What's the price range on them? And which sites having the sale? Might take a look


----------



## Ann in Arlington (Oct 27, 2008)

I suspect that you won't find the current Fires to have 'higher specs'. You'd have to compare but, for the price, I'd be surprised.  There are probably better android tablets if that's the way you want to go, from Nexus or Samsung.

Also, know that any apps your bought for your iPad won't work on the Fire -- or any other android device.


----------



## The Hooded Claw (Oct 12, 2009)

http://www.zdnet.com/article/best-black-friday-2015-sales-for-apple-ipad-air-ipad-mini-tablets-updated/

You might check the iPad mini or iPad Air at the article above. Or look at store ads for Best Buy, Staples or Target. You can probably get the sale online and avoid the madhouse.


----------



## MagicalWingLT (May 12, 2009)

We are upgrading from a iPad 2 so anything at this point would have higher specs then that.


----------



## booklover888 (May 20, 2012)

One of them, I think Walmart, has the ipad Mini 2 for $199. That's the one I would get, were I in the market for an ipad.


----------



## Eltanin Publishing (Mar 24, 2011)

I have an Amazon Rewards Visa card (a regular Visa - not an Amazon "store" card) and got an email a few days ago that I can get 25% off any one Fire tablet. I might have to upgrade my 6" to an 8"...


----------



## MagentaSunset (Oct 1, 2010)

Eltanin Publishing said:


> I have an Amazon Rewards Visa card (a regular Visa - not an Amazon "store" card) and got an email a few days ago that I can get 25% off any one Fire tablet. I might have to upgrade my 6" to an 8"...

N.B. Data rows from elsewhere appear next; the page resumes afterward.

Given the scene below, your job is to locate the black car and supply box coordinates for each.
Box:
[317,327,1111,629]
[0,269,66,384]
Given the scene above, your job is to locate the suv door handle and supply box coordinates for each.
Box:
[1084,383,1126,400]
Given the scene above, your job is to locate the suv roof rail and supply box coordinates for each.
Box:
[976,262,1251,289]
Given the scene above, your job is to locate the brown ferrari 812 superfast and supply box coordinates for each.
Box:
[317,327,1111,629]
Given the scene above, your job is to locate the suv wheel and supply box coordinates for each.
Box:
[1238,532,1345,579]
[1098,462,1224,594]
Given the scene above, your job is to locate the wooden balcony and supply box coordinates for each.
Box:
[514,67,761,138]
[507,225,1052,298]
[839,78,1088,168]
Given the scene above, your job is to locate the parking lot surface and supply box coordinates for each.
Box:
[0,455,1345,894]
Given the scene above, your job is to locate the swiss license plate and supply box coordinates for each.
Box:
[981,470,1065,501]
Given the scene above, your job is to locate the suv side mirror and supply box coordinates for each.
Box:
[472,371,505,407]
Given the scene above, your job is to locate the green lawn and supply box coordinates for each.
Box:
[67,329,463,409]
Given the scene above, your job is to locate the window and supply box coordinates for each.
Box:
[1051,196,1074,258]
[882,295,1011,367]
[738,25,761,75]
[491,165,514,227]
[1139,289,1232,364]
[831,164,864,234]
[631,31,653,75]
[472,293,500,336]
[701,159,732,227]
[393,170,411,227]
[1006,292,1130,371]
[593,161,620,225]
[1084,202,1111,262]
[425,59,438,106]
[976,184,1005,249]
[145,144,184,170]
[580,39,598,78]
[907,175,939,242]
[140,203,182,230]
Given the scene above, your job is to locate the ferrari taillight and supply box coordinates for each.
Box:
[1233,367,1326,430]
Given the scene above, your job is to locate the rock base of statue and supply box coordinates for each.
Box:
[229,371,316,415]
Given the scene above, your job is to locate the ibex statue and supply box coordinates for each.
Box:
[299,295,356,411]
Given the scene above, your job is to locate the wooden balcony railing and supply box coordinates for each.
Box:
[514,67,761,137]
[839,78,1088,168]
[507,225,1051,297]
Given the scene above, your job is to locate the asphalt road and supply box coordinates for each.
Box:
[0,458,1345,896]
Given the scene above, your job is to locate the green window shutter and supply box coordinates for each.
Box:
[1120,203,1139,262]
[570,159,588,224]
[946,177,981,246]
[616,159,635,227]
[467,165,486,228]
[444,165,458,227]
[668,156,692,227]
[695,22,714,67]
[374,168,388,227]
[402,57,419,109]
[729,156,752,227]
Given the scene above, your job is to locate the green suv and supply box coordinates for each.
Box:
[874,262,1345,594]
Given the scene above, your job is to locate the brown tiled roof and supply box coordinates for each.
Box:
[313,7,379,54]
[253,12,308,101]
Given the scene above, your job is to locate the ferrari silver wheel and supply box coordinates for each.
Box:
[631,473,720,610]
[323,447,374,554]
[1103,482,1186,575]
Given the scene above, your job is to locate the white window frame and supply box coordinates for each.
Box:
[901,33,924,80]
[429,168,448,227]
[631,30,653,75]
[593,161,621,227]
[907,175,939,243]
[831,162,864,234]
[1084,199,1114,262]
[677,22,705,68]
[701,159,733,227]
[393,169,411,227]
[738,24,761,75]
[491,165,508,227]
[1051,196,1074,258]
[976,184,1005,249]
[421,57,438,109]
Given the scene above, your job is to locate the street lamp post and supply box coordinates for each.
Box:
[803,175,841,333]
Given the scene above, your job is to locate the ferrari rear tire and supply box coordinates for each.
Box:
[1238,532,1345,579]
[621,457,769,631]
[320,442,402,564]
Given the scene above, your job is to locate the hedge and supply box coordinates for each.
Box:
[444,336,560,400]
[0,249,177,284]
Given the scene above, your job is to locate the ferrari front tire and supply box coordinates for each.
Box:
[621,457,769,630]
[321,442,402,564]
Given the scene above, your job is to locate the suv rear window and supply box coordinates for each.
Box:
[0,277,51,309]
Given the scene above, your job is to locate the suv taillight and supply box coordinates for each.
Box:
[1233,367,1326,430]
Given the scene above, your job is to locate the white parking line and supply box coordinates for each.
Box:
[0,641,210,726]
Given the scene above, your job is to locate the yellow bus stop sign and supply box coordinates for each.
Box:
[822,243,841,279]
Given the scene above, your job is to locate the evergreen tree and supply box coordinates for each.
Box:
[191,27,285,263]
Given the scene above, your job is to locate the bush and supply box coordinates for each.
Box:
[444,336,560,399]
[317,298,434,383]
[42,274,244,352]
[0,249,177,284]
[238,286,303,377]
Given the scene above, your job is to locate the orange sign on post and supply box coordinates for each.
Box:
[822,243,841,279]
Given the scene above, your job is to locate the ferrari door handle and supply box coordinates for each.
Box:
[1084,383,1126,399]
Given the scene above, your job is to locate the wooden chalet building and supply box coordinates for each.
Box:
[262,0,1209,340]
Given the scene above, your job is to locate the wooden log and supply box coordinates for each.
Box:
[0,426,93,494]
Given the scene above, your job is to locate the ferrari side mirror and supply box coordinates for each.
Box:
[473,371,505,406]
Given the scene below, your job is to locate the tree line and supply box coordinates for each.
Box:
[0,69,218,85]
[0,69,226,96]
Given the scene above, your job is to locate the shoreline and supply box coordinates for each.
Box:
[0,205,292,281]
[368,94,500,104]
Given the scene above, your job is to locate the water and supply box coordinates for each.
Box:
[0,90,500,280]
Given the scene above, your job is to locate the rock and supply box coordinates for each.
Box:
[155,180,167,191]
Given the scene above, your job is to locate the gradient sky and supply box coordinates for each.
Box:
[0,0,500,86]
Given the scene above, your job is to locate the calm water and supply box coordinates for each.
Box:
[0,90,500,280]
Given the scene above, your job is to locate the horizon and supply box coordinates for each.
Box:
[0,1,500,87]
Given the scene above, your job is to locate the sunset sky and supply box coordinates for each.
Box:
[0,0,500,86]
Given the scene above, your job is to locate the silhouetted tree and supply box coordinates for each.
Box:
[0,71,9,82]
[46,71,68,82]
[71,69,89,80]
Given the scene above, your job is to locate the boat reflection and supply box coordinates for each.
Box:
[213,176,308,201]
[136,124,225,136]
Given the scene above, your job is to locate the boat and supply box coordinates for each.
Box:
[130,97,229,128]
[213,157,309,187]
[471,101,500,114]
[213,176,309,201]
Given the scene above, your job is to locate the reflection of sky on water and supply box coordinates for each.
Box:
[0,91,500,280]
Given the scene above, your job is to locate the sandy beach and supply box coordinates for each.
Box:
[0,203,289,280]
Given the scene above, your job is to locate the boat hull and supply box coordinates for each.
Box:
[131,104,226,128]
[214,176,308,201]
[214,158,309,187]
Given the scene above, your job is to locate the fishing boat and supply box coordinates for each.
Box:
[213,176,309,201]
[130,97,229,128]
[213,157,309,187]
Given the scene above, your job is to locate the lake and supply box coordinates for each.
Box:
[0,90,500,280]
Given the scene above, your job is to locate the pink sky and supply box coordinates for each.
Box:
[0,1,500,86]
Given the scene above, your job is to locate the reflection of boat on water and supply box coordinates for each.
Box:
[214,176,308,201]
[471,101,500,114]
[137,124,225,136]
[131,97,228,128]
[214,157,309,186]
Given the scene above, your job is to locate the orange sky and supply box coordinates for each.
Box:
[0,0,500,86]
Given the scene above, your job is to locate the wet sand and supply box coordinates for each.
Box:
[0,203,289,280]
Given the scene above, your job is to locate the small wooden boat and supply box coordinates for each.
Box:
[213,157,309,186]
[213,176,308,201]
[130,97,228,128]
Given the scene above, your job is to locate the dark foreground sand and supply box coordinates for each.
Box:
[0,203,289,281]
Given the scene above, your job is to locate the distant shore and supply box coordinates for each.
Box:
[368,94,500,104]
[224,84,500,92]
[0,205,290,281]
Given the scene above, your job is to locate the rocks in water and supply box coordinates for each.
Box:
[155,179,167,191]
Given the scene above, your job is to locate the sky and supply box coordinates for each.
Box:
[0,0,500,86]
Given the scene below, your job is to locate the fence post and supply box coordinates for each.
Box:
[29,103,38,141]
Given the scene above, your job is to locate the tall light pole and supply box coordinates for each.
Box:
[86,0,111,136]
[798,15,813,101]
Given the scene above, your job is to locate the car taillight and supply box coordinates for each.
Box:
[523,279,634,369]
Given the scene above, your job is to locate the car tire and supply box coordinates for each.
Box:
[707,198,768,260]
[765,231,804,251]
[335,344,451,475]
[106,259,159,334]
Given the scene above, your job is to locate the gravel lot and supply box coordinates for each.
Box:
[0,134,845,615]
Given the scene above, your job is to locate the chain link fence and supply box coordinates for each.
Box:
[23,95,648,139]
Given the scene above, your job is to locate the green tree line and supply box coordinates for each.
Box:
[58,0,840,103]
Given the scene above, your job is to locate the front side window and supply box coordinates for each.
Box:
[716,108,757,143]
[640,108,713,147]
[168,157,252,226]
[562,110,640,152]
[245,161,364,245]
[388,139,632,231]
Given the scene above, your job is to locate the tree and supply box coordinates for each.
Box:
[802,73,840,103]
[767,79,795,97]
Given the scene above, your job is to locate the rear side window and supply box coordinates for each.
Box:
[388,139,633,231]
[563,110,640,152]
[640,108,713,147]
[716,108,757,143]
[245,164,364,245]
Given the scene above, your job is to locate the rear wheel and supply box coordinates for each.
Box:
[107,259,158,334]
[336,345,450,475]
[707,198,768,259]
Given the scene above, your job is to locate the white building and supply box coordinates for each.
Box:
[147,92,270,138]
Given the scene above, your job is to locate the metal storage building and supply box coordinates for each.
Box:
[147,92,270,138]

I received this offer as well. It also includes Kindle or Paperwhite. We will definitely use the discount for one of those products.


----------



## Eltanin Publishing (Mar 24, 2011)

The HD 8 just went on sale from $149.99 to $129.99 - 2 days after I used the Amazon Visa code to get 25% off the $149.99. I'm wondering if someone has a Visa code but haven't used it yet, can you see if you can get the cart to show 25% off the new price of $129.99? I'm assuming the answer is yes, since just about all the kindles are on sale now, so the 25% off code would be useless if you couldn't use it on a device that is on sale.


----------



## HappyGuy (Nov 3, 2008)

Eltanin, contact Kindle customer service - can't hurt to try. They may give you the difference back. Be sure you contact Kindle CS, not the general Amazon CS. The number is on these boards somewhere.


----------